Lastly, unlike the previous review by Vitaliano (2003), this review did not include meta-analysis thus preventing many generalized conclusions from the evidence. The authors did not believe that using meta-analytic techniques for this work would be appropriate the studies in this review due to heterogeneity in the outcome measures (e.g. physiological assays vs. sleep architecture vs. cognitive performance) and due to differences in sensitivity among the outcome measures used for assessing a specific function (e.g. using different cognitive tests to test cognitive health).

The current work highlighted the importance of investigating the extent of cognitive deficiencies in DCGs and their risk for developing dementia in future studies. Since there is worse cognition among DCGs compared to controls, future efforts should be directed to understanding the mechanism of cognitive decline due to caregiving. Future research should also assess the validity of the current findings for male DCGs and DCGs of ethnic and cultural backgrounds other than white representatives of Western culture. It is important to continue identifying individual DCG characteristics affecting the relationship between caregiving stress and health. Specifically, continuing assessment of candidate mediating and moderating factors that are amenable to change in DCG is critical for designing effective interventions.

CONCLUSIONS

Despite the above limitations, this review highlights the current state of research dedicated to understanding the effects of dementia caregiving on DCG health.

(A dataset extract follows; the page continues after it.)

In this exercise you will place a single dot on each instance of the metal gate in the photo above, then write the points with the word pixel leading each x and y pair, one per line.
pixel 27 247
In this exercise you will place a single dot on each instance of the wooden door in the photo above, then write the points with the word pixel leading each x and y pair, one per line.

There is a growing recognition that chronic stress experienced by DCGs is linked to many physiological changes and changes in behavior and function. Clinicians often consider DCGs healthy adults not requiring special care. DCGs also often neglect their own health by limiting their visits to care providers for their own needs and failing to obtain vaccinations (Thorpe, et al., 2006). Accumulating evidence points to the fact that it might be useful to start viewing caregiving as a health hazard, as originally proposed by Vitaliano and colleagues (2003). The public, clinicians, DCG families, and DCGs, need to be educated about the risks involved in dementia caregiving to allow for timely intervention or prevention of the potential problems in DCGs. Societal resources, which are always limited, need to be optimally allocated to maximize the health and well-being of DCGs.